It’s the Year of Soybeans at the Indiana State Fair, a theme that carries over into the so-called “signature” food. And while the little wonder certainly contributes mightily to our regional economy, the mention of it doesn’t exactly send the salivary glands into manufacturing mode.

Still, as they do each year, organizers staged a signature food competition in conjunction with The Indianapolis Star. The top five dishes are available for purchase during the fair from their respective creators. Here’s what I found as I made the rounds to each of them:

For an appetizer, I started with the Deep-fried Tofu with Dip ($3) from Ulrich Concession inside the Ball State University Ag/Hort Building. But maybe I wrote that wrong. Is there a singular for tofu? Because all I could stomach was one of the oddly textured foursome skewered on my plate. The formerly healthful non-meat—made from tofu, of course—was deep-fried in soy oil to a crunch-free consistency. The spicy dressing provided to dip couldn’t mask the fact that this is, well, tofu.
 

Dining You can trust the American Dairy Association to create a simple, delicious grilled cheese sandwich. (IBJ Photo/ Perry Reichanadter)

Also in the skewered department, Barto’s Catering and Concessions concocted a delicious Honey Sweet Chili Garlic Soy Marinated Beef on a Stick with Sesame

Ginger Soy-infused Sauce. I just wish the guy in charge weren’t so rude about the whole thing, stating that the announced $2-per-stick price was only on Tuesdays and refusing to give the promised dipping sauce.
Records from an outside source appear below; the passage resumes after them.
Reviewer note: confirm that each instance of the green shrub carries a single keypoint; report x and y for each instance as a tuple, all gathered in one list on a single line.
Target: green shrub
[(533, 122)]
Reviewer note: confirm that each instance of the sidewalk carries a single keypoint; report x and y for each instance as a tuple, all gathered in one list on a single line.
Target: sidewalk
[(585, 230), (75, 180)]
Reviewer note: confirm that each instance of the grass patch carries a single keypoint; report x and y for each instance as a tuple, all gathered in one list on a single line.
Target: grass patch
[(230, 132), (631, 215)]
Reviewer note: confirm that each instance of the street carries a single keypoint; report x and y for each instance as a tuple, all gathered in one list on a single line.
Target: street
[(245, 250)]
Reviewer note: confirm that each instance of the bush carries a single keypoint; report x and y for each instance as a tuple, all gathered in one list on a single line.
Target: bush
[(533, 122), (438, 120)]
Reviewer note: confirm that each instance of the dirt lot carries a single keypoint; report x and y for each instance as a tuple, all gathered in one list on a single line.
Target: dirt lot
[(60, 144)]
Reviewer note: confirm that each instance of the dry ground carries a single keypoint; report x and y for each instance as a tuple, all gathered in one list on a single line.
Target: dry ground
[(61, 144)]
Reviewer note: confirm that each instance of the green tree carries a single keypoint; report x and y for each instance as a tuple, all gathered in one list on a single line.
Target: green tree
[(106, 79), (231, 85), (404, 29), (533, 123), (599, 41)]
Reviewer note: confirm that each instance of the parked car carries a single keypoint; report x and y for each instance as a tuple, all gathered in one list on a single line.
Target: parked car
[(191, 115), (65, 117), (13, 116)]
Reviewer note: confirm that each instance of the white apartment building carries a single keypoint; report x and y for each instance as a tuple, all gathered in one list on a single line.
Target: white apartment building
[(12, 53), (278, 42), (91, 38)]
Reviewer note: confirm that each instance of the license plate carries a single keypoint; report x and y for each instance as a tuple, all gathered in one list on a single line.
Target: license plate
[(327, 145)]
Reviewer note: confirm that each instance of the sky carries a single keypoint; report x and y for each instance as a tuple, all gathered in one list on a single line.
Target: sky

The American Dairy Association and the Indiana Pork Producers both strutted their stuff successfully. I was concerned when the Pepper Jack Sandwich on Sour Dough ($3) was handed to me so quickly from a warming tray at the Dairy Barn. But what I was so casually served turned out to be an ideally toasted (crunchy but not dark) sandwich of spicy melted-and-still-warm cheesiness. The soy connection is a bit of a stretch—the cheese is made with the milk of soy-fed cows—but that’s OK. Oh, and extra points for the pricing. No grilled cheese sandwich anywhere should cost more than $3.

The pork producers offer what they call a Bacon-Flavored & Fabulous Pork Burger ($5). Again, the soy-relation is tenuous—this time, the process began with soy-fed pigs. But the result, while not quite “fabulous,” is remarkably smooth, subtly (for State Fair food) flavored, and made all the better by tangy, thin barbecue sauce from Shoup’s Country Foods in Frankfort.

I almost skipped dessert, since I lean toward the non-chain offerings at the State Fair. But the powers that be awarded Baskin-Robbins a place in the pantheon for its Deep-fried Ice Cream ($5). It’s hard to argue with a dish of ice cream on a hot day at the fairgrounds, but here the crunch (fried in soy oil) and character were lacking. Perhaps I should have gone for the not-in-competition Deep-Fried Fruit instead.•

Lou Harry

__________

Next week, we return to this month’s series of reviews of new arts district eateries.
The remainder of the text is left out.